EDITORIAL • The Södertörn District Court’s condom verdict raises not only questions about the length of the sentence. It exposes a more fundamental problem – that today’s criminal law lacks its own concept for violations of sexual conditions.
The much-discussed judgment from the Södertörn District Court has sparked a lively debate. A 44-year-old man was sentenced to three years in prison for rape after having sex with a woman without a condom, contrary to her explicit requirement.
The reactions have been strong. For some, the verdict is a self-evident consequence of the consent law. For others, it is hard to understand how otherwise consensual intercourse can lead to the same legal classification and minimum sentence as acts traditionally associated with rape, where there is no consent to sex at all.

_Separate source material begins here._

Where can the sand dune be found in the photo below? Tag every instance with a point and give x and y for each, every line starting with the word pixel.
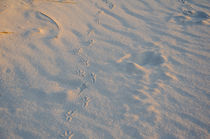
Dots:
pixel 103 69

But the most interesting question is not primarily whether the court ruled correctly based on the letter of the current law. Instead, it is whether the law has the right concept for the kind of violation that actually occurred. That is an important distinction.
The Court May Have Done What the Law Requires
There is nothing in the verdict to suggest that the court consciously stretched the law or tried to create new precedent. On the contrary, the court’s reasoning seems consistent based on the premises given.
According to the district court, the woman was clear that she accepted vaginal intercourse only on the condition that the man used a condom. The man understood this but still had intercourse without a condom.
Therefore, the court considered that voluntariness was lacking in the sense referred to in the consent legislation. At least as the law has been interpreted – the district court refers to several previous cases which, they argue, confirm that this is how the text should be read.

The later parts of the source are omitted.